I travel for work, so I taught my room mate how to take care of the Mother while I am gone. She has the easy part, she just feeds Mother. I even told her to sing to it, and she already knew to send it good vibes. After all, it is a living thing.
What I love about making sourdough bread, something so nutritious and delicious that is made simply with flour, water and time. If you have those three things, it is possible to make some of the best bread ever.
Of course I did a bunch of research, that is how I know that there are so many recipes for the Mother. The best advice I read was in an article by Emma Christensen on thekitchen.com. She gives solid advice and practical techniques to make a better loaf, not just a better bread. Fantastic article for the new baker.

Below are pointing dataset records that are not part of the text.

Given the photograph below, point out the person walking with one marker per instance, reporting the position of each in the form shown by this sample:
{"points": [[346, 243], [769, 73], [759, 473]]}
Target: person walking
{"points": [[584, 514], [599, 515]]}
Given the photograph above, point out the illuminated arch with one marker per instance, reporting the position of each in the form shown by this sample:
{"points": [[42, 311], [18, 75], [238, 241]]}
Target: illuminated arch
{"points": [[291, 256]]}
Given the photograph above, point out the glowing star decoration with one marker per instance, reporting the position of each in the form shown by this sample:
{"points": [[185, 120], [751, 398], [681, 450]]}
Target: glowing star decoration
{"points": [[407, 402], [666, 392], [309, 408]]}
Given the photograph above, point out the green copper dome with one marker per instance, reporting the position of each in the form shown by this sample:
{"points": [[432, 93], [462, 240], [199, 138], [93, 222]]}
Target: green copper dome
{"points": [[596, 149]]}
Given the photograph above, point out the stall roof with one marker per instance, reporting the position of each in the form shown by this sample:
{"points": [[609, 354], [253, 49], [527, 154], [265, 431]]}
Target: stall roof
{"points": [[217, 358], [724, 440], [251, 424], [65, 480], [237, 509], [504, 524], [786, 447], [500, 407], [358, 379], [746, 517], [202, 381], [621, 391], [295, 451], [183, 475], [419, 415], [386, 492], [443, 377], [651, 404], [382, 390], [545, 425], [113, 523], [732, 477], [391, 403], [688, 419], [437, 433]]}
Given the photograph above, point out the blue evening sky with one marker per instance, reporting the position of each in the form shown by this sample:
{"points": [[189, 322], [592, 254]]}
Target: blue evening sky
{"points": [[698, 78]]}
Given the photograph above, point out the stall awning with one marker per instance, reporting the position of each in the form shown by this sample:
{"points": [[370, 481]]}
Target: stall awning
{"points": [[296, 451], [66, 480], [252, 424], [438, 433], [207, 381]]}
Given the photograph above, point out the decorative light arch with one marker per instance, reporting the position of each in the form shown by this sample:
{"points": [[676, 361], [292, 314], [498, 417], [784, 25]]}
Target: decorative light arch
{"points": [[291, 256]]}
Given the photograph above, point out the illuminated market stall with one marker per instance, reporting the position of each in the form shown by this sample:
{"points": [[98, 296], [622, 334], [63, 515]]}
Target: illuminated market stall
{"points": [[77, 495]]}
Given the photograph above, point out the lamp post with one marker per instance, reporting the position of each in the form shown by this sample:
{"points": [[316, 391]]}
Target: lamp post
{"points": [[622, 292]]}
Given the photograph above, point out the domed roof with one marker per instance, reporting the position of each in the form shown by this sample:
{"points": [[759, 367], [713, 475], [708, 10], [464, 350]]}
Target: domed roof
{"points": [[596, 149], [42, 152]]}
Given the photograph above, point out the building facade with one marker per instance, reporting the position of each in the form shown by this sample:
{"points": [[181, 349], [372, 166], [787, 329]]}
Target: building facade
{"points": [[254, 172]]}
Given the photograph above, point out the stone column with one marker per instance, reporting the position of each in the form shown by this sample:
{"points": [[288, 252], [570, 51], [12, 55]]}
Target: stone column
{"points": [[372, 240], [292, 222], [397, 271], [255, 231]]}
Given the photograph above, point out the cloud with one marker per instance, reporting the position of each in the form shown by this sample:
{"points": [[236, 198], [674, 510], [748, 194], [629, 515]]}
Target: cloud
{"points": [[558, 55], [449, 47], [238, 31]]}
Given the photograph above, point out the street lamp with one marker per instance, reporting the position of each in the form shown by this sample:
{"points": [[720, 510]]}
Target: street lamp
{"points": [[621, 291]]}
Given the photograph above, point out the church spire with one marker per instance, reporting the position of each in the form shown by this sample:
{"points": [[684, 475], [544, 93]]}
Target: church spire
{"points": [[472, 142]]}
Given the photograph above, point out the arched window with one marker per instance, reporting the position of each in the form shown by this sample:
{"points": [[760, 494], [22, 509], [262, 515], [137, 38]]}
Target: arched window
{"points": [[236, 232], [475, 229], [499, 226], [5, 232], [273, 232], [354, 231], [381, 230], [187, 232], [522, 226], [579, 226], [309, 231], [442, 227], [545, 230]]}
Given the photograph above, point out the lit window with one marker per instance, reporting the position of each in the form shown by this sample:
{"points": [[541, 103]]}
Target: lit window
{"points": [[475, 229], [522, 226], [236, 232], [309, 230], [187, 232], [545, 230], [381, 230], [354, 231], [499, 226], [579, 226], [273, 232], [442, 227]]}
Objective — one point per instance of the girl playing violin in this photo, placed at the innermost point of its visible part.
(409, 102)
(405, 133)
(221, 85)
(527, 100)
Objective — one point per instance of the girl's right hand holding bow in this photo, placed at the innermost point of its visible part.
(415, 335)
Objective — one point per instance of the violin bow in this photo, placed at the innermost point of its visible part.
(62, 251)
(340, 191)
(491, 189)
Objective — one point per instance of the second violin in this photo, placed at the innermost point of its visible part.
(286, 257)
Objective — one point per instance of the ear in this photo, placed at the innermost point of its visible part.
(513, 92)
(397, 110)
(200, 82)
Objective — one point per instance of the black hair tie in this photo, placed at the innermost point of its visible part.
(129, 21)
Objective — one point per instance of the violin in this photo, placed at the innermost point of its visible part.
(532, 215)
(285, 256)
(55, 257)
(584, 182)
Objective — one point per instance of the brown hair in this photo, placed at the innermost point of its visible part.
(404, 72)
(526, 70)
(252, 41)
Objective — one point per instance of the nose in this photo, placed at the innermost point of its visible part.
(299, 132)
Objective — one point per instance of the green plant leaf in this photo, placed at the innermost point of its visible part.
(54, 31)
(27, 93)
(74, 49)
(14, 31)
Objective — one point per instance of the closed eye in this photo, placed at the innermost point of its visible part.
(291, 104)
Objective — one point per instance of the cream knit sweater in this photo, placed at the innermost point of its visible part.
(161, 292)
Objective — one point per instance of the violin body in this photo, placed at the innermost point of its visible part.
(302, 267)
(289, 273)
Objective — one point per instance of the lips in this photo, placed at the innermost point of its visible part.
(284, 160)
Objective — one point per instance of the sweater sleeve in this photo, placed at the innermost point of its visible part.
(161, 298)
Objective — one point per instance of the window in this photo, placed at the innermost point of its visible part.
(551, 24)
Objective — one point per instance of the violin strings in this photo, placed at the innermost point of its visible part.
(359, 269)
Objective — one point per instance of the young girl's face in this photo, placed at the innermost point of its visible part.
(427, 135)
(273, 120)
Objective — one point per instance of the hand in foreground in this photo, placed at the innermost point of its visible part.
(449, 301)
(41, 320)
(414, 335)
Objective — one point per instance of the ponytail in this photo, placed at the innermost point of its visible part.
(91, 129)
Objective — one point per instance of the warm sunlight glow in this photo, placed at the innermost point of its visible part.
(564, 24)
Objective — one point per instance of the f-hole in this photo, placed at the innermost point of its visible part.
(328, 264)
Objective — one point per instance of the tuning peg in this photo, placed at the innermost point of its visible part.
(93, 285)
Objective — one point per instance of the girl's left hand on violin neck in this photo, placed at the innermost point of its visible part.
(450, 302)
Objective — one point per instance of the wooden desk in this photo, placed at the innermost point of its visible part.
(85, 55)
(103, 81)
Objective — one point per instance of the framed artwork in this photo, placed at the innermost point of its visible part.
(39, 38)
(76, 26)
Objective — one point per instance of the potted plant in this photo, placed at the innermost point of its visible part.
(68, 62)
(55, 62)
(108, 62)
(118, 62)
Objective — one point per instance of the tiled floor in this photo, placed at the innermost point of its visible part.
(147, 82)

If you have never made bread before, I suggest you begin baking breads with dry active yeast, in the packets. It is an exact measurement, and will make learning how to make bread easier. As you advance as a baker, then move onto cake yeasts, or the yeast in a jar that you have to measure out yourself. Then when you think you have the basic techniques down, start a mother for sourdough.
I mentioned to a cheffy friend of mine this weekend, patience is the hardest thing to learn. Keep that in mind when you decide you are ready to make sourdough bread. Nothing can be rushed. It all takes time.